I answered that question in your "Bimini Bread" thread. You cannot take conch in Florida, not even the Keys. Frozen, imported conch is available. Do you remember Tark's Clam Stand or South Port Raw Bar? Bimini Bread is flown in daily, if I recall correctly, via puddle jumper.


----------



## lyndaW (Mar 24, 2012)

CraigC said:


> I answered that question in your "Bimini Bread" thread. You cannot take conch in Florida, not even the Keys. Frozen, imported conch is available. Do you remember Tark's Clam Stand or South Port Raw Bar? Bimini Bread is flown in daily, if I recall correctly, via puddle jumper.

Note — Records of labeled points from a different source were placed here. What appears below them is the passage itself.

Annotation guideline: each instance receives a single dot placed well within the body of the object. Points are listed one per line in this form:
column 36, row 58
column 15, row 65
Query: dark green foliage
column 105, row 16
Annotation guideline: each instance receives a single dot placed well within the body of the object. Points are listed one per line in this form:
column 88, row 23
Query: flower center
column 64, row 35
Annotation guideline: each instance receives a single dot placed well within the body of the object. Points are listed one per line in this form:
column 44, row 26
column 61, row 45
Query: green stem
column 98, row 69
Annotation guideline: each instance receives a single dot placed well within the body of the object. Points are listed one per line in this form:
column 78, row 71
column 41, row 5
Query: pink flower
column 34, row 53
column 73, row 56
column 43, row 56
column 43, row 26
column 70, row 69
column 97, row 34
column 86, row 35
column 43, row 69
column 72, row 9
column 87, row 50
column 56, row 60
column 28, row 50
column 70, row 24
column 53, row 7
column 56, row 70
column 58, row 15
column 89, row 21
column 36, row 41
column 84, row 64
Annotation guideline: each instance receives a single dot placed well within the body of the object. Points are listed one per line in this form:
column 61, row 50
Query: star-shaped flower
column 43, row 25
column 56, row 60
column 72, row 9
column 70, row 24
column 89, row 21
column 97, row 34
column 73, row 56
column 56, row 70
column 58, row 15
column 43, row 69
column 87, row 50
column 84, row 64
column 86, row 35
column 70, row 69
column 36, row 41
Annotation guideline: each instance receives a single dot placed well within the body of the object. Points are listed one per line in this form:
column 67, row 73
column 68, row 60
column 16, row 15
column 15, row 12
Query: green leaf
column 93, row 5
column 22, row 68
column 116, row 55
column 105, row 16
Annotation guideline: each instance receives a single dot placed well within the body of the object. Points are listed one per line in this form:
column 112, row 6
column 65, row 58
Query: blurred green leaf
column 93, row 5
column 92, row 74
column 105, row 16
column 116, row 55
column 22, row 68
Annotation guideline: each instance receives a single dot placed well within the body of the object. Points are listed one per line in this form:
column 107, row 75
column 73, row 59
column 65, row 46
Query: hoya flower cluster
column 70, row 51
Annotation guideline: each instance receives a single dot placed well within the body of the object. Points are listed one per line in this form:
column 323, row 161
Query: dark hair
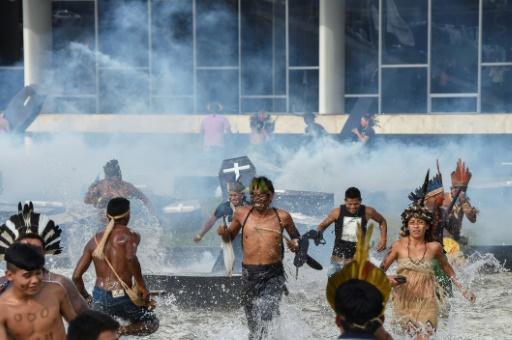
column 420, row 212
column 353, row 192
column 112, row 169
column 24, row 256
column 359, row 302
column 90, row 324
column 118, row 206
column 263, row 183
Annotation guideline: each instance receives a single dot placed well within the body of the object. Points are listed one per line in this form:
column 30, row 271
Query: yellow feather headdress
column 360, row 268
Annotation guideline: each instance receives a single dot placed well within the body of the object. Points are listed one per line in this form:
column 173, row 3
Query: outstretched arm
column 66, row 309
column 333, row 215
column 373, row 214
column 134, row 264
column 81, row 267
column 390, row 257
column 470, row 211
column 289, row 225
column 229, row 233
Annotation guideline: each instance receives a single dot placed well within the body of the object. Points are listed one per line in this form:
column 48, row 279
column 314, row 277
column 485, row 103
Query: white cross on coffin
column 236, row 169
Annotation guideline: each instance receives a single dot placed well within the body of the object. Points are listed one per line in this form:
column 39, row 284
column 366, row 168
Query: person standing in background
column 213, row 127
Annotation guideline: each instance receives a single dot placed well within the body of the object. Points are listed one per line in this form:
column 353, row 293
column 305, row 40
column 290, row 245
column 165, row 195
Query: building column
column 37, row 39
column 332, row 57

It has been sooo many years,
was TARK;s Clam Stand in Dania/Hollywood ??
Is "Dirty Earnie's Restaurant & Bar on Federal Highway still their?  On my, such long ago (good) memories


----------



## CraigC (Mar 28, 2012)

lyndaW said:


> It has been sooo many years,
> was TARK;s Clam Stand in Dania/Hollywood ??
> Is "Dirty Earnie's Restaurant & Bar on Federal Highway still their? On my, such long ago (good) memories


 
Yes, Tarks was in Dania. I'm not sure about Dirty Earnie's, but Freddy's Anchor Bar moved from the corner at Federal and SR84. The revolving restaurant at Pier 66 is still there.


----------